It's very much worth sifting through the bad to find the good in the horse industry, Doe. I would no more call myself a "dressage rider" than a particle physicist, but I would say that I do dressage with my horse (to the best of my ability, that is). You would honestly be hard pressed to find a much happier horse, barreling down from the back of his pasture to the gate when he sees me wearing my helmet and carrying the saddle. Under saddle, any tension he has is my fault, and I actively work to the best of my ability to eliminate. Even then, there is no gaping mouth in a loose cavesson, no rolling eye, no snapping wringing tail. And I have personally seen dozens more horses, representing most every discipline, with the same appearance and attitude. 

"Modern dressage is nothing but fakery." That is just about the most sad and close-minded thing I've read in a while.
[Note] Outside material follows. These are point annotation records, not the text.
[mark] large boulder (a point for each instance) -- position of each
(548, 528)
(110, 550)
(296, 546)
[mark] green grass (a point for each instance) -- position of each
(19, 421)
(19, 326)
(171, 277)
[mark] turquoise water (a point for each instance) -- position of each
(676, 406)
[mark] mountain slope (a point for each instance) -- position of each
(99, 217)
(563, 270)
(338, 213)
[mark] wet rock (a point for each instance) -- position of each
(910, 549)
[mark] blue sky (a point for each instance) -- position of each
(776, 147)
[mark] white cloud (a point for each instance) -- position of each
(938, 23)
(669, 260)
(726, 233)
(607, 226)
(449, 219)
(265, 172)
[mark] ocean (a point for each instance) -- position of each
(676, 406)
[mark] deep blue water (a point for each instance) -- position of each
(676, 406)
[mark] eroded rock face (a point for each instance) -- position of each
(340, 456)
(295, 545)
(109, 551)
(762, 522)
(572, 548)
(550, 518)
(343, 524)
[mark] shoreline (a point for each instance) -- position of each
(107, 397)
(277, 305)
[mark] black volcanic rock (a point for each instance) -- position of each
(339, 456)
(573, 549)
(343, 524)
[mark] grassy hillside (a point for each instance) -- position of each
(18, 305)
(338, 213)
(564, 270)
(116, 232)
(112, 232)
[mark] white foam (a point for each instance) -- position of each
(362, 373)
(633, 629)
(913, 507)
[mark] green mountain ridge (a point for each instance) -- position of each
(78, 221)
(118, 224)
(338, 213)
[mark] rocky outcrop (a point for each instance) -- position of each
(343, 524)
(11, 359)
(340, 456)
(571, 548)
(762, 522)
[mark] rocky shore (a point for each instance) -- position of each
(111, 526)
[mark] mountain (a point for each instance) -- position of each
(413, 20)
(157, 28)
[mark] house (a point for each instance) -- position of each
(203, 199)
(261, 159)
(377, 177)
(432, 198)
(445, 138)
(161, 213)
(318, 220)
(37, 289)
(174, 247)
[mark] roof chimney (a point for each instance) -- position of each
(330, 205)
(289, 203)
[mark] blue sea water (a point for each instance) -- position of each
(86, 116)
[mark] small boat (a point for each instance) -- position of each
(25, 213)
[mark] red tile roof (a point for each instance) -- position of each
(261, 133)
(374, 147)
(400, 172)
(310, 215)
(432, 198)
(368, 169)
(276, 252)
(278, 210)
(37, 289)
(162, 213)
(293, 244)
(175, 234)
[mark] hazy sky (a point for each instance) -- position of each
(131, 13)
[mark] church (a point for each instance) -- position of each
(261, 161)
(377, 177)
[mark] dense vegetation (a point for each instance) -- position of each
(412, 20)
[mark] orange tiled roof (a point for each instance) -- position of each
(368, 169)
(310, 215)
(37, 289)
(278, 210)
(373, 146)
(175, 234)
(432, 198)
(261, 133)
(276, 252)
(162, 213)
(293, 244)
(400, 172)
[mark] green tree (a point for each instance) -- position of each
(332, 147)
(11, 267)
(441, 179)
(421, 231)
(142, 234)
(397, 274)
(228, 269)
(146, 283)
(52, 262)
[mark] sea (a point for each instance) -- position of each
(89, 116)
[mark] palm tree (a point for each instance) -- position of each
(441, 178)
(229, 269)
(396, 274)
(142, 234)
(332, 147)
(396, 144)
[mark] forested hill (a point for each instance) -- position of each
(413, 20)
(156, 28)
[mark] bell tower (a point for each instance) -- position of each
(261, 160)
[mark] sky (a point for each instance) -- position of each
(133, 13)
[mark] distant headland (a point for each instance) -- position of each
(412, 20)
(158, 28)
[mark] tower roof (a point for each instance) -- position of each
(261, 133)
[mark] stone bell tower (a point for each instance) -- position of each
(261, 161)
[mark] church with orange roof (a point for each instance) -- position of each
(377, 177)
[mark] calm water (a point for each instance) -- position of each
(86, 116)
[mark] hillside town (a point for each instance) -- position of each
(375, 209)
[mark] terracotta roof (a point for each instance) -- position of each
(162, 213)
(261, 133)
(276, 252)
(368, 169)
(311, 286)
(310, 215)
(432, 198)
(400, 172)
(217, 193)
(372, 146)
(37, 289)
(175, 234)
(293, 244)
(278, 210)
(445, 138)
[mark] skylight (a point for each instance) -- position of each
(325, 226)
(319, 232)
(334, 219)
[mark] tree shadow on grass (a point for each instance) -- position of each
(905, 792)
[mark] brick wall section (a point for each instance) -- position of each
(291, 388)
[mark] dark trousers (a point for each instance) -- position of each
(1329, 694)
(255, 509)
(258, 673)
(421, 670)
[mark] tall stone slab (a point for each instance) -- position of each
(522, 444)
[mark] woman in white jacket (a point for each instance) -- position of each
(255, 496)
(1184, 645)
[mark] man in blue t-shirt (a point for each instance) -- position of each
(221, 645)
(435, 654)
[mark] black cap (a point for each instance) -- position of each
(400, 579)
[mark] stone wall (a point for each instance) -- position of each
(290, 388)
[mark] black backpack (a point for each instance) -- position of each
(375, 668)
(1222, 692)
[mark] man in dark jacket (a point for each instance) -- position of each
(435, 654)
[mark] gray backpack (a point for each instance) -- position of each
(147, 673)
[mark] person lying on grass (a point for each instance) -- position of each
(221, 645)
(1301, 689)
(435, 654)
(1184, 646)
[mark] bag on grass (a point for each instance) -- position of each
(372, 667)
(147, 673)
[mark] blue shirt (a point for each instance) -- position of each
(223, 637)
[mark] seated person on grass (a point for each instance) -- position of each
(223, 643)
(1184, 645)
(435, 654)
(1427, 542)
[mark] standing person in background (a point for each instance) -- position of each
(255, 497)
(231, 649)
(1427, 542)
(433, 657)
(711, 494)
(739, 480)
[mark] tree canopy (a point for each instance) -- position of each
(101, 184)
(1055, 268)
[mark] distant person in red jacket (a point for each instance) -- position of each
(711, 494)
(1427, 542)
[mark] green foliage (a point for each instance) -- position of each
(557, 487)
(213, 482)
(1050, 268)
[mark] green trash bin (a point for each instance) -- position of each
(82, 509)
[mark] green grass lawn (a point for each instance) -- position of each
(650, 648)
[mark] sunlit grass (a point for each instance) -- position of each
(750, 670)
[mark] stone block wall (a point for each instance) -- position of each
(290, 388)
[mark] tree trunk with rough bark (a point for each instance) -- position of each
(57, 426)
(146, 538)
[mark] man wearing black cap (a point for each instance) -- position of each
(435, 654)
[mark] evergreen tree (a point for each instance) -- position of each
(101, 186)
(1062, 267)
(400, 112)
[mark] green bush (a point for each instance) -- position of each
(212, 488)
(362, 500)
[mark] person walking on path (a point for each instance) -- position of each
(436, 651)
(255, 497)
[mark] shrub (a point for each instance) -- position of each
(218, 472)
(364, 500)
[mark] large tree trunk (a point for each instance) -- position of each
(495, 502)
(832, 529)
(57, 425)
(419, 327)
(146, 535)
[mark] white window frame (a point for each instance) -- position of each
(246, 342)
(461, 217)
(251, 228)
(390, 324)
I've said so many times that I can't count anymore, that the delineation between "classical" and "modern" is worthless. Bad dressage is nothing but fakery, and by definition therefore not dressage. True dressage is anything but fakery.

A little optimism is warranted, no matter what you're looking at, and such pigeonholing of disciplines does no one any good. 

Beautiful video, Spyder, thanks for sharing that!


----------



## Beling

Plenty of horses DO what they DON'T WANT TO do, because horses have, in general, a huge capacity for enduring discomfort. The forever question is: WHY this or that behavior? Submission isn't the same as expression. I think this thread is mixing up behaviors, in both humans and horses, and goals+results. Reminds me of arguments about education: do better grades make better people?


----------



## MIEventer

Scoutrider said:


> Awesome post, MIE, especially these tidbits. Couldn't have been put any better!!
> 
> 
> 
> That's the idea, Doe. Not all horses do like the sport that they are in, hence the turnover rate. When the right horse meets the right rider in the right discipline, now, that's where the magic happens. I see it as a testament to those upper level riders that they are willing to take the time to seek out an equine partner as passionate about the discipline (no matter what that might be) as the rider is.
> 
> As far as "destructive on their bodies," proper breeding, riding, and conditioning goes miles to preventing breakdown of horses in any discipline. Do horses break down or weaken with time? Yes, and it is very sad when it happens because the animal is rushed or pushed too hard or through the wrong shaped hole. Good riding and training by definition maximizes the horse's ability to cope with the physical demands of his sport. Yet another difference between good and poor horsemanship. It's rather unfair to characterize entire disciplines or eras by the bad apples that are around.
> 
> 
> 
> It's very much worth sifting through the bad to find the good in the horse industry, Doe. I would no more call myself a "dressage rider" than a particle physicist, but I would say that I do dressage with my horse (to the best of my ability, that is). You would honestly be hard pressed to find a much happier horse, barreling down from the back of his pasture to the gate when he sees me wearing my helmet and carrying the saddle. Under saddle, any tension he has is my fault, and I actively work to the best of my ability to eliminate. Even then, there is no gaping mouth in a loose cavesson, no rolling eye, no snapping wringing tail. And I have personally seen dozens more horses, representing most every discipline, with the same appearance and attitude.
> 
> "Modern dressage is nothing but fakery." That is just about the most sad and close-minded thing I've read in a while. I've said so many times that I can't count anymore, that the delineation between "classical" and "modern" is worthless. Bad dressage is nothing but fakery, and by definition therefore not dressage. True dressage is anything but fakery.
> 
> A little optimism is warranted, no matter what you're looking at, and such pigeonholing of disciplines does no one any good.
> 
> Beautiful video, Spyder, thanks for sharing that!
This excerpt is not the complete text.